Es war 17.22 Uhr, und in der östlichen Ecke der Nordtribüne gingen die Arme hoch. Aus purer Verzweiflung, aus einem Gefühl des Unglücks heraus, aus Scham. Auf den Smartphones und dem einen oder anderen Transistorradio hatte sich die Nachricht aus Stuttgart Bahn gebrochen, die Hunderte Berliner dazu animierte, sich synchron mit den Händen durch die Haare zu fahren.

Die Hertha lag in Dortmund mit 1:2 zurück; der VfB Stuttgart erzielte gegen den 1. FC Köln doch noch das 2:1; und das bedeutete am Ende: Die Hertha muss ab Donnerstag in der Relegation gegen den dritten der zweiten Liga antreten. Der Gegner wird am Sonntag ermittelt.

Es gab eine Reihe von Fans, die noch lange in der Kurve verharrten. Die vergeblich gefordert hatten, dass die Mannschaft sich jenen Fans stellt, denen der Klub Lebensinhalt ist, und die ihr ein aufmunternd gemeintes "Hahohe" zugerufen hatte. Vergebens. Sie kamen nicht. Zu tief saß der Schock über die Niederlage und ihre Konsequenzen: Die Hertha bangt weiter um den Verbleib in der ersten Liga. Und wenn Tränen ein Maßstab sind, wird es für die Verantwortlichen der Hertha eine Herkulesaufgabe, die Mannschaft wieder aufzurichten. Denn es waren nicht wenige Spieler, die auf dem Rasen weinten.

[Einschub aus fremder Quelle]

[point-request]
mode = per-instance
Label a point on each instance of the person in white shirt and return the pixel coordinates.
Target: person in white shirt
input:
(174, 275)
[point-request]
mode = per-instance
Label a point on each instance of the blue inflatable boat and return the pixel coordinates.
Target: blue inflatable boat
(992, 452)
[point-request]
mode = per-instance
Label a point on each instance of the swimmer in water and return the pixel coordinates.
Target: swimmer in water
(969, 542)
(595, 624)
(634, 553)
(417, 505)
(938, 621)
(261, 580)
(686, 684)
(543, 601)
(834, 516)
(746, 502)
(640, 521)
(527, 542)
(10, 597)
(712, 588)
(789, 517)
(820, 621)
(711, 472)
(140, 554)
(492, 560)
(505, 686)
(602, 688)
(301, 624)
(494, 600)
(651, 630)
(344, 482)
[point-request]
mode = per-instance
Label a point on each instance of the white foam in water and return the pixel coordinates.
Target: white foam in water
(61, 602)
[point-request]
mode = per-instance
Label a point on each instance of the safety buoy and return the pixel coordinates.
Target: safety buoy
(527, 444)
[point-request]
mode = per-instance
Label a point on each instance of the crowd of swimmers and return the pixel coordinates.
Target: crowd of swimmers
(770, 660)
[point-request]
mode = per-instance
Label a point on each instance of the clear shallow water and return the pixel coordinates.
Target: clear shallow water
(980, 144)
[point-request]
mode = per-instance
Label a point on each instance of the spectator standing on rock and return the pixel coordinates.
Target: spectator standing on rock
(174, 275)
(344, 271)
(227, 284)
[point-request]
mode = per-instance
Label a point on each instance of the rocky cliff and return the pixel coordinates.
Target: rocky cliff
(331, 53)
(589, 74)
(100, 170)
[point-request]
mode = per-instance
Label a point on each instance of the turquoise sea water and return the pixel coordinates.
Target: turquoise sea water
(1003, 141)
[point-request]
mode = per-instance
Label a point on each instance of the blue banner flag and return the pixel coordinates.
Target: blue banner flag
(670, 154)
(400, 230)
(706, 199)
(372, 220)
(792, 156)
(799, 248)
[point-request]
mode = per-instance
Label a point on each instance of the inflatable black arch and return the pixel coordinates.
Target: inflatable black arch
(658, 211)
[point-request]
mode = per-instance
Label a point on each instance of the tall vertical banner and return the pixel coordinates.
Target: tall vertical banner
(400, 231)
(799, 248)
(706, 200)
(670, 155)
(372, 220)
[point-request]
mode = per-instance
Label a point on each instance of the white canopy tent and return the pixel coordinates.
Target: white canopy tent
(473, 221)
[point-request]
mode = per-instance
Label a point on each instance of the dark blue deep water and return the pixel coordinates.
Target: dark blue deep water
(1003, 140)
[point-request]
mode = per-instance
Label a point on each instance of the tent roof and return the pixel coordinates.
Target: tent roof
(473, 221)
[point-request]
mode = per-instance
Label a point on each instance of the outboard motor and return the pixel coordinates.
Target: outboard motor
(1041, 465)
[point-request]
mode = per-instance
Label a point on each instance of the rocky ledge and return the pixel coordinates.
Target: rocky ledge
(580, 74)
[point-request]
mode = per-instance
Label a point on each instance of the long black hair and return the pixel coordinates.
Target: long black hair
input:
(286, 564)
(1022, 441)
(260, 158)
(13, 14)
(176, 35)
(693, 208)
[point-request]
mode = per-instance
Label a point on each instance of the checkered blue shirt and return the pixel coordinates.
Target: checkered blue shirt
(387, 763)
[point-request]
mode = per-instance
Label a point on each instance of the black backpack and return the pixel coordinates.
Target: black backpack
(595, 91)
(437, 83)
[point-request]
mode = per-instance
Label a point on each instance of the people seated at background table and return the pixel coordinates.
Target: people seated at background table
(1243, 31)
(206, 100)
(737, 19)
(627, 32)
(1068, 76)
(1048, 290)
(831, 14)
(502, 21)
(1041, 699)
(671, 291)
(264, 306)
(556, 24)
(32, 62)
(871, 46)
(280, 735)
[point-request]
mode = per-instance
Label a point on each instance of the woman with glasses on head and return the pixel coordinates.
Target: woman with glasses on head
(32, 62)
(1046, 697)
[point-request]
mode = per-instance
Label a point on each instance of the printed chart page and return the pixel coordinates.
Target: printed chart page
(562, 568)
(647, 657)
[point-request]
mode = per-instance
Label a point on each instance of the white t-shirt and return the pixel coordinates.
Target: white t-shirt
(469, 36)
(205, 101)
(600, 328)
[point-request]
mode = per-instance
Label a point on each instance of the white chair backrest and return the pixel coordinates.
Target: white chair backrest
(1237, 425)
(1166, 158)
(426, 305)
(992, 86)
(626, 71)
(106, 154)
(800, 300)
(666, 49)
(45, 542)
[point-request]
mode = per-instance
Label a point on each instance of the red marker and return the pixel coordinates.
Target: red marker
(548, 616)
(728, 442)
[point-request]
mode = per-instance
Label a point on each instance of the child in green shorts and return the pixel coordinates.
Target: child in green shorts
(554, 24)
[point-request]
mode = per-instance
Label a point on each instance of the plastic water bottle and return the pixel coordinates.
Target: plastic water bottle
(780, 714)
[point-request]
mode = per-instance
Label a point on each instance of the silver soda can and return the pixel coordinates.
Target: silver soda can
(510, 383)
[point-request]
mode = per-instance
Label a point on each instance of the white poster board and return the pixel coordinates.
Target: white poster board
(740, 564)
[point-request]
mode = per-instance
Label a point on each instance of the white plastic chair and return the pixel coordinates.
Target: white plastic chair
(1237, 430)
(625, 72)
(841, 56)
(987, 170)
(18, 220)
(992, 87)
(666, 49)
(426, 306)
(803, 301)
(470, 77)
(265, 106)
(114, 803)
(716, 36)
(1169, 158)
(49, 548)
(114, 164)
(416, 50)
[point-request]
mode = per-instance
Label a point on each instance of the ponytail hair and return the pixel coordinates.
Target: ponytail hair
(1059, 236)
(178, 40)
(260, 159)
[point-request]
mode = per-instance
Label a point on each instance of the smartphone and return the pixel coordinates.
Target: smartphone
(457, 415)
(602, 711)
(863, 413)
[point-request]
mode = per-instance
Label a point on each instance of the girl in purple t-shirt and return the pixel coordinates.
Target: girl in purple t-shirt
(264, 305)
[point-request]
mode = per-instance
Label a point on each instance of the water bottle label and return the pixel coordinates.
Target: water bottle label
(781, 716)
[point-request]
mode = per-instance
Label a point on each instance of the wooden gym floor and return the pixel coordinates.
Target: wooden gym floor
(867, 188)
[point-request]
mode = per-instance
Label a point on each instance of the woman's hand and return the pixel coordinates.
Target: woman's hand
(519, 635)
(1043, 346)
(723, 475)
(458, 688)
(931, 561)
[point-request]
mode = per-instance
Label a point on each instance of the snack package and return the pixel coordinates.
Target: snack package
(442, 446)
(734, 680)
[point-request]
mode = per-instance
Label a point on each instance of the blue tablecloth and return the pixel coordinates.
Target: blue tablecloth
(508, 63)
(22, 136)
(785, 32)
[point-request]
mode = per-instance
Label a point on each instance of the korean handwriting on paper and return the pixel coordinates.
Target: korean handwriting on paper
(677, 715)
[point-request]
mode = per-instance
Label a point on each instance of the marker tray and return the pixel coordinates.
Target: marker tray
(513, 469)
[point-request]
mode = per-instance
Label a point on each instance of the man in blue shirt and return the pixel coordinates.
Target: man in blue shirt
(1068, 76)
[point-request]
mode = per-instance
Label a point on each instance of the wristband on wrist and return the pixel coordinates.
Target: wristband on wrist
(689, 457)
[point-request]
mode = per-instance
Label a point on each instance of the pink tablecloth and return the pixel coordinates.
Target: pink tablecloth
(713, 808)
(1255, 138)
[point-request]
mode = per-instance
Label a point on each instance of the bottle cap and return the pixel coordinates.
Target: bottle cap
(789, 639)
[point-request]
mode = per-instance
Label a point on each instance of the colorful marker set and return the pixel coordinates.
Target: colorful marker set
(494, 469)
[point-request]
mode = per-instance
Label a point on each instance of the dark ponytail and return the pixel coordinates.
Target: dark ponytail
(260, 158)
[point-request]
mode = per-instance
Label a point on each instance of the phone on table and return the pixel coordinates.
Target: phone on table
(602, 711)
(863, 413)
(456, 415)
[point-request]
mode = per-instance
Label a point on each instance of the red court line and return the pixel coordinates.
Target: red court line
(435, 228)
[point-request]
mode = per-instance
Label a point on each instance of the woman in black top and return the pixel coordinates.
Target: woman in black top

"Die Jungs sind jetzt down. Total fertig", sagt Herthas Manager Fredi Bobic

Die Tränen waren nachvollziehbar. Zum zweiten Mal binnen acht Tagen vergab die in den letzten drei Jahren mit 374 Millionen Euro Investorengeld aufgepäppelte Hertha die Möglichkeit, den Klassenverbleib zu sichern. Sie hatten es in der eigenen Hand. Die Alte Dame gefällt sich weiterhin in der Rolle der Dramaqueen: In der Vorwoche verlor sie gegen Mainz, am Samstag unterlag sie in Dortmund, indem man eine 1:0-Führung (Ishak Belfodil/18.) aus der Hand gab, weil zunächst Erling Haaland, ebenfalls per Elfmeter, ausglich, und der eingewechselte Youssoufa Moukoko das 1:2 erzielte (84.).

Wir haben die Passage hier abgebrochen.